Materials and methods

Sample Collection

Seventy five (75) feacal swab samples from the anal region of cows were collected from an abattoir prior to slaughter. The samples were collected using sterile swab sticks and transferred into their containers after collection. All samples were properly labeled and transported immediately to the Microbiology Laboratory of Ebonyi State University, Abakaliki, Nigeria for bacteriological analysis.

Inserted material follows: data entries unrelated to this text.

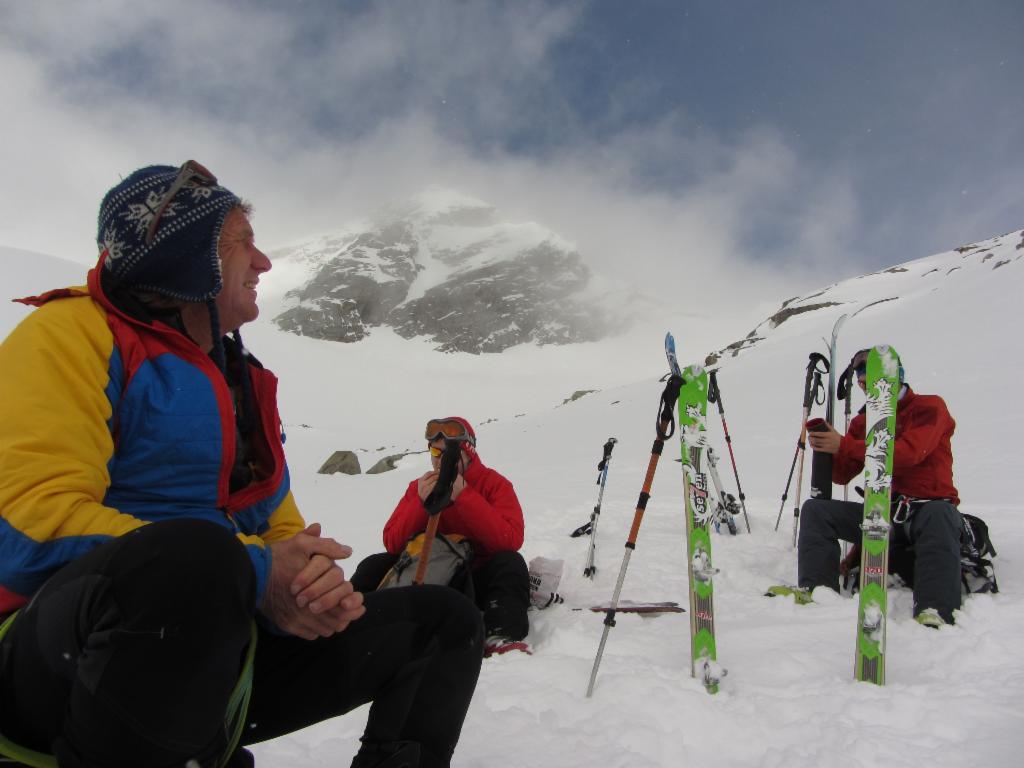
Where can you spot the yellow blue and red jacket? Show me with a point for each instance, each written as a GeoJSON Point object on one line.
{"type": "Point", "coordinates": [109, 423]}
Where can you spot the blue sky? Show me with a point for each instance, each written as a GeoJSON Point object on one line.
{"type": "Point", "coordinates": [815, 138]}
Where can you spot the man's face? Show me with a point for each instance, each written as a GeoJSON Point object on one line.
{"type": "Point", "coordinates": [241, 264]}
{"type": "Point", "coordinates": [437, 446]}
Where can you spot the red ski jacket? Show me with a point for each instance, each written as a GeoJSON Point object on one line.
{"type": "Point", "coordinates": [923, 461]}
{"type": "Point", "coordinates": [486, 512]}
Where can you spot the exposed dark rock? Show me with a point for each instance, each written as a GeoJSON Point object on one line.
{"type": "Point", "coordinates": [524, 299]}
{"type": "Point", "coordinates": [578, 394]}
{"type": "Point", "coordinates": [388, 462]}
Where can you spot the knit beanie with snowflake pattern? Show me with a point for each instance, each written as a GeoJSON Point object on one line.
{"type": "Point", "coordinates": [181, 260]}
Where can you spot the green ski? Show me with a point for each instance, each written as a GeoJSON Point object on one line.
{"type": "Point", "coordinates": [699, 516]}
{"type": "Point", "coordinates": [880, 435]}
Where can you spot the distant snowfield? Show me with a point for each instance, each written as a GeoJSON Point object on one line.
{"type": "Point", "coordinates": [952, 697]}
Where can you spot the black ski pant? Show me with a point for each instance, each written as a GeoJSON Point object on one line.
{"type": "Point", "coordinates": [501, 588]}
{"type": "Point", "coordinates": [128, 655]}
{"type": "Point", "coordinates": [925, 550]}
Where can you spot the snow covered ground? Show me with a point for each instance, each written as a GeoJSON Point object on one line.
{"type": "Point", "coordinates": [952, 697]}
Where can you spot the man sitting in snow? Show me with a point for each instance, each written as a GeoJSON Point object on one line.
{"type": "Point", "coordinates": [148, 535]}
{"type": "Point", "coordinates": [926, 534]}
{"type": "Point", "coordinates": [485, 510]}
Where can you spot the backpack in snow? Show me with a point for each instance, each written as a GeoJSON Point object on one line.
{"type": "Point", "coordinates": [545, 573]}
{"type": "Point", "coordinates": [451, 557]}
{"type": "Point", "coordinates": [977, 571]}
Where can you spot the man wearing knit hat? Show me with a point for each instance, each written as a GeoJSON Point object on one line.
{"type": "Point", "coordinates": [146, 520]}
{"type": "Point", "coordinates": [485, 510]}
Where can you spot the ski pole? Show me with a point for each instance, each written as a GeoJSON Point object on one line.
{"type": "Point", "coordinates": [845, 392]}
{"type": "Point", "coordinates": [726, 506]}
{"type": "Point", "coordinates": [812, 392]}
{"type": "Point", "coordinates": [666, 427]}
{"type": "Point", "coordinates": [715, 395]}
{"type": "Point", "coordinates": [602, 477]}
{"type": "Point", "coordinates": [438, 499]}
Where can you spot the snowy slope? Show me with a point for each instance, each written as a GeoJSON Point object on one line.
{"type": "Point", "coordinates": [952, 696]}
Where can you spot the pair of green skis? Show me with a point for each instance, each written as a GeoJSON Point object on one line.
{"type": "Point", "coordinates": [690, 391]}
{"type": "Point", "coordinates": [882, 393]}
{"type": "Point", "coordinates": [699, 516]}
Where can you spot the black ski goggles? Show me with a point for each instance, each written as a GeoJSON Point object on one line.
{"type": "Point", "coordinates": [449, 429]}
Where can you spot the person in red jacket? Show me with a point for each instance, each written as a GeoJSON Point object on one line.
{"type": "Point", "coordinates": [485, 510]}
{"type": "Point", "coordinates": [927, 525]}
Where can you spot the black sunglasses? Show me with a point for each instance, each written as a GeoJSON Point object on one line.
{"type": "Point", "coordinates": [192, 172]}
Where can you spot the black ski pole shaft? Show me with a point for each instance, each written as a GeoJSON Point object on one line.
{"type": "Point", "coordinates": [785, 493]}
{"type": "Point", "coordinates": [438, 499]}
{"type": "Point", "coordinates": [666, 427]}
{"type": "Point", "coordinates": [715, 395]}
{"type": "Point", "coordinates": [602, 478]}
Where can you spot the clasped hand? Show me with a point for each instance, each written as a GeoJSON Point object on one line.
{"type": "Point", "coordinates": [825, 441]}
{"type": "Point", "coordinates": [307, 594]}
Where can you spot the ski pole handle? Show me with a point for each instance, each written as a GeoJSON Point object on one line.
{"type": "Point", "coordinates": [812, 381]}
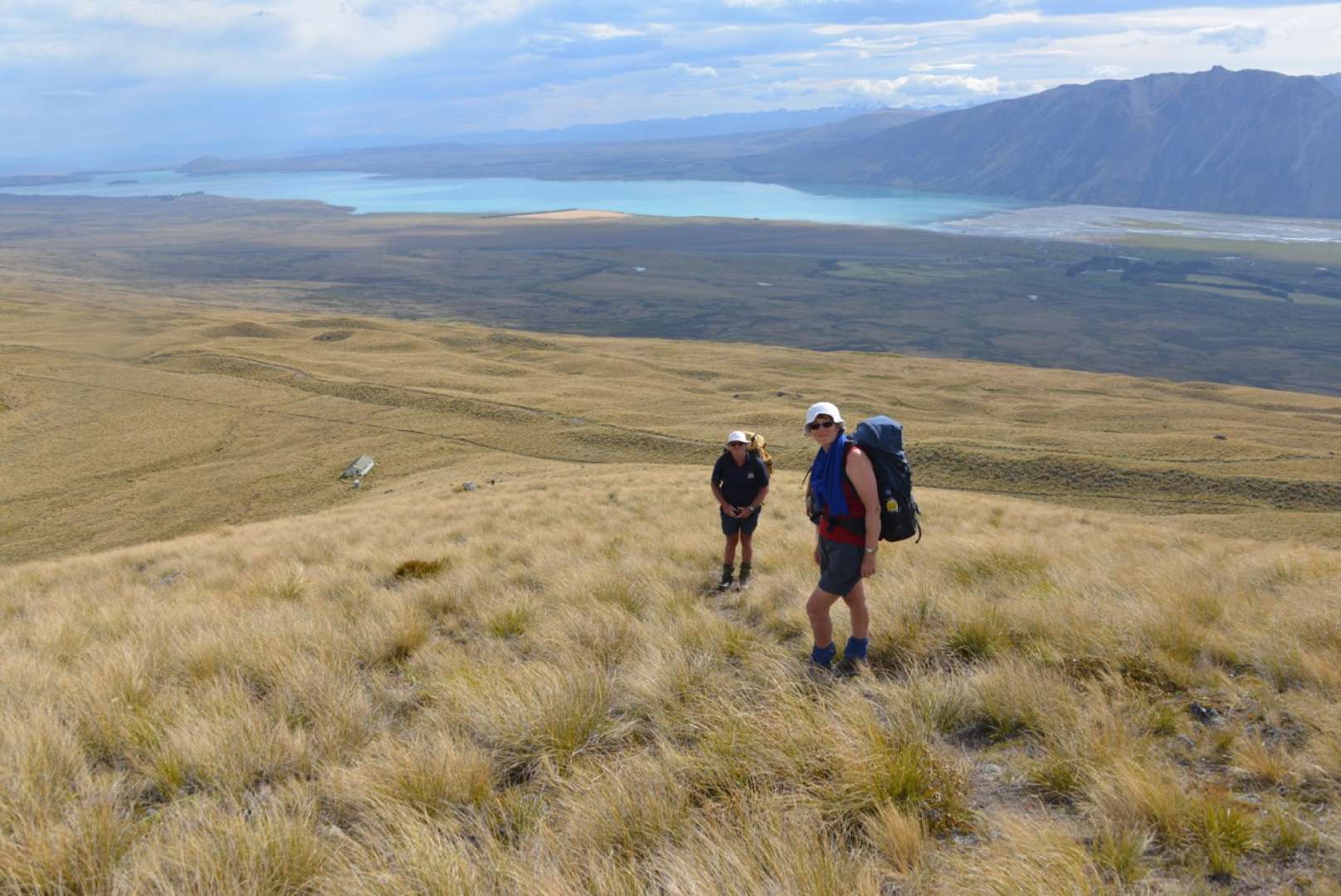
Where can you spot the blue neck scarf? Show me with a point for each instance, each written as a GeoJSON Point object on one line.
{"type": "Point", "coordinates": [827, 475]}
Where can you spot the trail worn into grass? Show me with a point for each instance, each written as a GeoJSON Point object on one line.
{"type": "Point", "coordinates": [530, 689]}
{"type": "Point", "coordinates": [141, 420]}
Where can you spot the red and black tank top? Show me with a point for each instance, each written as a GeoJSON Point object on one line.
{"type": "Point", "coordinates": [831, 528]}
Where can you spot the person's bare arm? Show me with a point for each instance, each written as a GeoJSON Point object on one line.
{"type": "Point", "coordinates": [758, 502]}
{"type": "Point", "coordinates": [722, 502]}
{"type": "Point", "coordinates": [862, 476]}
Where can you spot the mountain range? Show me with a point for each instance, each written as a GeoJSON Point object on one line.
{"type": "Point", "coordinates": [1251, 143]}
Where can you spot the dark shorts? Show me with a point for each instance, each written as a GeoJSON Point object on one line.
{"type": "Point", "coordinates": [729, 524]}
{"type": "Point", "coordinates": [840, 567]}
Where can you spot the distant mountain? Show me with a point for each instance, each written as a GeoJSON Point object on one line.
{"type": "Point", "coordinates": [1253, 143]}
{"type": "Point", "coordinates": [680, 128]}
{"type": "Point", "coordinates": [711, 157]}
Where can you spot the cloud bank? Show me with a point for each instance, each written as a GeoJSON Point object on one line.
{"type": "Point", "coordinates": [113, 80]}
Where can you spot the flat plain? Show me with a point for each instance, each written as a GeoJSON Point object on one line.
{"type": "Point", "coordinates": [789, 285]}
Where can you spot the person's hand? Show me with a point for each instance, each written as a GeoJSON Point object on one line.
{"type": "Point", "coordinates": [868, 565]}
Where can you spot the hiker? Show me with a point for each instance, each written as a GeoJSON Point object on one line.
{"type": "Point", "coordinates": [739, 483]}
{"type": "Point", "coordinates": [842, 500]}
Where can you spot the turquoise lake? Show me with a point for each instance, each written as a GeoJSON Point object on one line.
{"type": "Point", "coordinates": [946, 212]}
{"type": "Point", "coordinates": [677, 199]}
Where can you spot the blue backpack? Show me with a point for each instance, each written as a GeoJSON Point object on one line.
{"type": "Point", "coordinates": [883, 441]}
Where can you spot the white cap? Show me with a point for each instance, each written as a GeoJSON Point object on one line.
{"type": "Point", "coordinates": [824, 408]}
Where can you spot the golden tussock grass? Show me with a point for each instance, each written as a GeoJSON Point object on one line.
{"type": "Point", "coordinates": [563, 706]}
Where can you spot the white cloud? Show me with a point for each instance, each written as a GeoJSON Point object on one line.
{"type": "Point", "coordinates": [237, 41]}
{"type": "Point", "coordinates": [944, 66]}
{"type": "Point", "coordinates": [692, 71]}
{"type": "Point", "coordinates": [922, 85]}
{"type": "Point", "coordinates": [607, 31]}
{"type": "Point", "coordinates": [1238, 38]}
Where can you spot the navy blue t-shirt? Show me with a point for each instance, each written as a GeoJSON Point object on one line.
{"type": "Point", "coordinates": [739, 485]}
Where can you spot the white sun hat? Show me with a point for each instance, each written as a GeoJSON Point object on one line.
{"type": "Point", "coordinates": [824, 408]}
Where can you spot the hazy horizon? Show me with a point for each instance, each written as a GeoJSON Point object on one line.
{"type": "Point", "coordinates": [132, 82]}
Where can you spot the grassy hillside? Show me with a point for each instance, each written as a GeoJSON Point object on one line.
{"type": "Point", "coordinates": [128, 420]}
{"type": "Point", "coordinates": [1058, 702]}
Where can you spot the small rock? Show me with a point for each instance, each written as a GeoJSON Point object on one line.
{"type": "Point", "coordinates": [1206, 715]}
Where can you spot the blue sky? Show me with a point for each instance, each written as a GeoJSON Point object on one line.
{"type": "Point", "coordinates": [87, 82]}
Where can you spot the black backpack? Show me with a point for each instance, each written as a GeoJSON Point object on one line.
{"type": "Point", "coordinates": [883, 441]}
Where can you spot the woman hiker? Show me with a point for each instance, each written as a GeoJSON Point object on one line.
{"type": "Point", "coordinates": [842, 491]}
{"type": "Point", "coordinates": [739, 483]}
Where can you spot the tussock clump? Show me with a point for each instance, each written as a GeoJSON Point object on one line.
{"type": "Point", "coordinates": [1026, 856]}
{"type": "Point", "coordinates": [563, 709]}
{"type": "Point", "coordinates": [417, 569]}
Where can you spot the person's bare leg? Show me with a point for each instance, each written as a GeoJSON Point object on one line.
{"type": "Point", "coordinates": [817, 608]}
{"type": "Point", "coordinates": [859, 611]}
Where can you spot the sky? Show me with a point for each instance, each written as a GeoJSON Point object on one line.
{"type": "Point", "coordinates": [104, 82]}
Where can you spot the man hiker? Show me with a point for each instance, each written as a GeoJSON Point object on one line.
{"type": "Point", "coordinates": [844, 499]}
{"type": "Point", "coordinates": [739, 483]}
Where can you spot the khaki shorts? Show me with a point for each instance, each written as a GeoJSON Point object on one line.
{"type": "Point", "coordinates": [840, 567]}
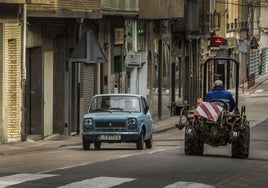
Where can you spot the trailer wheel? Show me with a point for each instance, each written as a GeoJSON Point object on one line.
{"type": "Point", "coordinates": [240, 147]}
{"type": "Point", "coordinates": [192, 142]}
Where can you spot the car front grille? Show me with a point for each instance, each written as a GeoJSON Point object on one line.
{"type": "Point", "coordinates": [110, 124]}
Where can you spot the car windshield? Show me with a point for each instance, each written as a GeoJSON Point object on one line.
{"type": "Point", "coordinates": [115, 103]}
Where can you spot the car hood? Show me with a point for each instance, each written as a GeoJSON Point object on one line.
{"type": "Point", "coordinates": [113, 115]}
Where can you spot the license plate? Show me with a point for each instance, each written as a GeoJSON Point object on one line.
{"type": "Point", "coordinates": [110, 137]}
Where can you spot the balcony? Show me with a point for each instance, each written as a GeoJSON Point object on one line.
{"type": "Point", "coordinates": [119, 7]}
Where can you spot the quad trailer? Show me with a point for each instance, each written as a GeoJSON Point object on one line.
{"type": "Point", "coordinates": [227, 127]}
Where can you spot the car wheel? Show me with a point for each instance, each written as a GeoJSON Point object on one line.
{"type": "Point", "coordinates": [86, 144]}
{"type": "Point", "coordinates": [140, 141]}
{"type": "Point", "coordinates": [149, 143]}
{"type": "Point", "coordinates": [97, 145]}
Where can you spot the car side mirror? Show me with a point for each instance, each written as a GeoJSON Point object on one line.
{"type": "Point", "coordinates": [146, 109]}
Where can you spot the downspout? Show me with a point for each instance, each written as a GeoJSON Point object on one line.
{"type": "Point", "coordinates": [23, 73]}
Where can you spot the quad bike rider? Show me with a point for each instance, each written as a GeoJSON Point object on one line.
{"type": "Point", "coordinates": [213, 124]}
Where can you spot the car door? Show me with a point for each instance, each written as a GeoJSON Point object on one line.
{"type": "Point", "coordinates": [148, 119]}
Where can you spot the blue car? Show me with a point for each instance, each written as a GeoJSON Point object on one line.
{"type": "Point", "coordinates": [115, 118]}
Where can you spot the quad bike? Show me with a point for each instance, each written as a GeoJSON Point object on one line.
{"type": "Point", "coordinates": [229, 128]}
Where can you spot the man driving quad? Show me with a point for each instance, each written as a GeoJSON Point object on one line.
{"type": "Point", "coordinates": [218, 92]}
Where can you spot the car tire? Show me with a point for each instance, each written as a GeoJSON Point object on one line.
{"type": "Point", "coordinates": [97, 145]}
{"type": "Point", "coordinates": [140, 141]}
{"type": "Point", "coordinates": [149, 143]}
{"type": "Point", "coordinates": [86, 144]}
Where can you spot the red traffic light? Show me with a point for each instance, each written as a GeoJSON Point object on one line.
{"type": "Point", "coordinates": [216, 41]}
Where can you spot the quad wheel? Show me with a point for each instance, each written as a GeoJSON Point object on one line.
{"type": "Point", "coordinates": [192, 142]}
{"type": "Point", "coordinates": [240, 146]}
{"type": "Point", "coordinates": [86, 144]}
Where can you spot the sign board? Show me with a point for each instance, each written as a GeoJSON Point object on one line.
{"type": "Point", "coordinates": [133, 60]}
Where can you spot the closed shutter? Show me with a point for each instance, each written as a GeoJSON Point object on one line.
{"type": "Point", "coordinates": [88, 85]}
{"type": "Point", "coordinates": [11, 83]}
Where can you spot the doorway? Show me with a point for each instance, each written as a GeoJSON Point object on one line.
{"type": "Point", "coordinates": [34, 92]}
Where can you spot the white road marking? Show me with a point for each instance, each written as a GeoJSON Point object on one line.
{"type": "Point", "coordinates": [20, 178]}
{"type": "Point", "coordinates": [188, 185]}
{"type": "Point", "coordinates": [99, 182]}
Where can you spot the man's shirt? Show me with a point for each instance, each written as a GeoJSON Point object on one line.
{"type": "Point", "coordinates": [220, 93]}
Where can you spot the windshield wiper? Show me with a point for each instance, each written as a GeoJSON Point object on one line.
{"type": "Point", "coordinates": [120, 109]}
{"type": "Point", "coordinates": [100, 110]}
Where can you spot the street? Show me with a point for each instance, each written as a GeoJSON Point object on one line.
{"type": "Point", "coordinates": [165, 165]}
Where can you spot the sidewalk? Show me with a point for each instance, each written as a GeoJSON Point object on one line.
{"type": "Point", "coordinates": [58, 141]}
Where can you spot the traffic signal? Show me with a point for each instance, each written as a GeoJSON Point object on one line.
{"type": "Point", "coordinates": [216, 41]}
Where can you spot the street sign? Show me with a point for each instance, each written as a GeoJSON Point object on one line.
{"type": "Point", "coordinates": [133, 60]}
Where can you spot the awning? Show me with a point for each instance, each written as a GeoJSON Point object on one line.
{"type": "Point", "coordinates": [88, 50]}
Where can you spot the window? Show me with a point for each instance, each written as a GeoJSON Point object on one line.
{"type": "Point", "coordinates": [141, 35]}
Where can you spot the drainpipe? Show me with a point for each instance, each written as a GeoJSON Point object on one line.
{"type": "Point", "coordinates": [23, 72]}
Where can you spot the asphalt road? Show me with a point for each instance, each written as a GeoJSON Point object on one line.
{"type": "Point", "coordinates": [123, 166]}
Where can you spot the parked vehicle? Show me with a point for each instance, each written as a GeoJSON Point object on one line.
{"type": "Point", "coordinates": [115, 118]}
{"type": "Point", "coordinates": [227, 128]}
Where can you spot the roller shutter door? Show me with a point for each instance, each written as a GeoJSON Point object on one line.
{"type": "Point", "coordinates": [88, 85]}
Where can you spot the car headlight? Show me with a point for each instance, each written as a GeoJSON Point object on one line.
{"type": "Point", "coordinates": [132, 123]}
{"type": "Point", "coordinates": [88, 123]}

Isolation and Characterization of Organism

Cetrimide selective agar was used for the selective isolation of P. aeruginosa from the test samples. Each of the anal swab samples was inoculated in 5 ml tryptone soya broth for 18-24 hours at 37°C. A loopful of the overnight broth culture was streaked on cetrimide selective agar and the plates were incubated at 37°C 18- 24 hours. Suspect colonies were inoculated onto freshly prepared cetrimide selective agar for the isolation of pure cultures of P. aeruginosa. P. aeruginosa produces greenish colouration on cetrimide selective agar. The suspect P. aeruginosa were further characterized using standard microbiological identification techniques as was described previously [11].

Antibiogram

All the Pseudomonas aeruginosa isolates were tested for susceptibility to some commonly used antibiotics using the Kirby-Bauer disk diffusion method. The antibiotics used include: Gentamicin (CN), Cefotaxime (CTX), Sulphamethoxazole- Trimethoprim (SXT), Ceftriaxone (CRO), Cefepime (FEP), Ampicillin (AMP), Cefoxitin (FOX), Ertapenem (ETP), Nitrofurantoin (F) and Aztreonam (ATM). Each of the antibiotics disk were aseptically placed on Mueller-Hinton (MH) agar plates previously inoculated with the test organism and the plates were incubated at 37°C for 18-24 hrs. After incubation, the Inhibition Zone Diameter (IZD) was measured using a meter rule and recorded as per the guidelines of the Clinical Laboratory Standard Institute (CLSI) [12,13].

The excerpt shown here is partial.